After PRs #203 + #204 merged, every install was stuck at "Joining <handle>…" with no peers visible — neither side could see the other. User-confirmed reproduction:

2026-05-28T02:42:38.336065Z  INFO daemon starting version="0.1.2" networks=0
2026-05-28T02:42:38.336598Z  INFO mesh opened device_id=...
2026-05-28T02:42:38.336720Z  INFO identity ready device_id=...
2026-05-28T02:42:38.336919Z  INFO control socket listening target=Name("myownmesh.sock")
daemon: own-LLM daemon up

Daemon healthy, control socket bound, identity loaded — but networks=0 and the UI never advances past phase=starting.

Root cause

Two gaps the Phase B PRs left behind (the unticked C-1 / C-6 checkboxes in #203):

  1. meshClient.start() was never called. App.svelte:230 calls meshClient.reconcile() at boot. In the legacy mesh-client.svelte.ts (Trystero) this kicked off the room join. The new mesh-daemon.svelte.ts::reconcile() just re-snapshots peers — it never subscribes to mesh://event, never installs RPC handlers, never advances phase past off. grep -rn "meshClient.start" src/ returned only the definition.
  2. The frontend's saved-network catalog was never pushed into the daemon. config.ts::addNetwork / setActiveNetwork / removeNetwork mutated ~/.myownllm/config.json only; no mesh_daemon_network_add call existed anywhere.

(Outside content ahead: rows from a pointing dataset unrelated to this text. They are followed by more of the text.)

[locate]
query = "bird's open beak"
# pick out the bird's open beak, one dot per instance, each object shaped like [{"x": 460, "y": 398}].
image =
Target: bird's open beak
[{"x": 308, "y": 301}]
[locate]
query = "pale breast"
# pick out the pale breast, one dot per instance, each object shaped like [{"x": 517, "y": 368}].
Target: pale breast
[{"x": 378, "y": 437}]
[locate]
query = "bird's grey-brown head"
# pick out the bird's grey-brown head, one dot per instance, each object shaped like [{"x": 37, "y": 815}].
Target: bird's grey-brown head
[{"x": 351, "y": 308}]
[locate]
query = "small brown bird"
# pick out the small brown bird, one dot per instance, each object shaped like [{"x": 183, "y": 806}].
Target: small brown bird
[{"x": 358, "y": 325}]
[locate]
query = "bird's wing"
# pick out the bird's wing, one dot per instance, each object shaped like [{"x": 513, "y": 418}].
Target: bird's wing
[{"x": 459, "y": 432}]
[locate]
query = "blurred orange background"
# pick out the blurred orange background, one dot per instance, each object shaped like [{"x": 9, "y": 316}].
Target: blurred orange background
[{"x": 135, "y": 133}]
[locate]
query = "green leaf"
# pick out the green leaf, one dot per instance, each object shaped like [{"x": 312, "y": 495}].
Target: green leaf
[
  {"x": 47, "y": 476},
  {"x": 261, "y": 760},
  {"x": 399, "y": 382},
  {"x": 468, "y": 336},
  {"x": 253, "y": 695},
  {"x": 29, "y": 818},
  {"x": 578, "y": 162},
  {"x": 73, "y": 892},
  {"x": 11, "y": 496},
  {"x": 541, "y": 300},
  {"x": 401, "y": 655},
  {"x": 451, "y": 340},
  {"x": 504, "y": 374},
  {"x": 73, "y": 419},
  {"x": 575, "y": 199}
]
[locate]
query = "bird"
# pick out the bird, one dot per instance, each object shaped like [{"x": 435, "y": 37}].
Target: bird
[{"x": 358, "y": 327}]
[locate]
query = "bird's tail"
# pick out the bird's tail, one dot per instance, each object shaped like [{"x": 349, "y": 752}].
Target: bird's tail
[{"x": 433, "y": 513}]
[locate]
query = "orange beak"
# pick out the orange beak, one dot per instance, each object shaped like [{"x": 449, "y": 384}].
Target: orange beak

Even after fixing (1), start() would dead-end at joined_networks[0] ?? "" because the daemon's own config under MYOWNMESH_HOME=~/.myownllm starts empty after the migration.

Fix

src/ui/App.svelte — boot calls meshClient.start() instead of meshClient.reconcile(). start() owns event subscription, peer snapshot, RPC handler install, capability publish — the full bring-up.

src/mesh-daemon.svelte.ts

  • start() bootstraps the daemon's joined-network set from the frontend's active network via syncActiveNetworkToDaemon. Single-active-network UX, so any other daemon-joined networks get dropped to keep state aligned with what the LLM displays.
  • start() serialised through an inflightStart promise so a boot call + an early settings click can't double-bootstrap and leak the first event listener.
  • start() gains a bounded retry on mesh_daemon_status so the brief race window between Tauri's setup() returning and the async daemon-spawn task calling app.manage() doesn't surface as a hard error.
  • reconcile() now detects an active-network switch (Switch button, addNetwork({activate:true})) and does a full stop() → start() so handler claims rebind under the new this.network and the daemon leaves/joins as needed. Same-network refresh path retained.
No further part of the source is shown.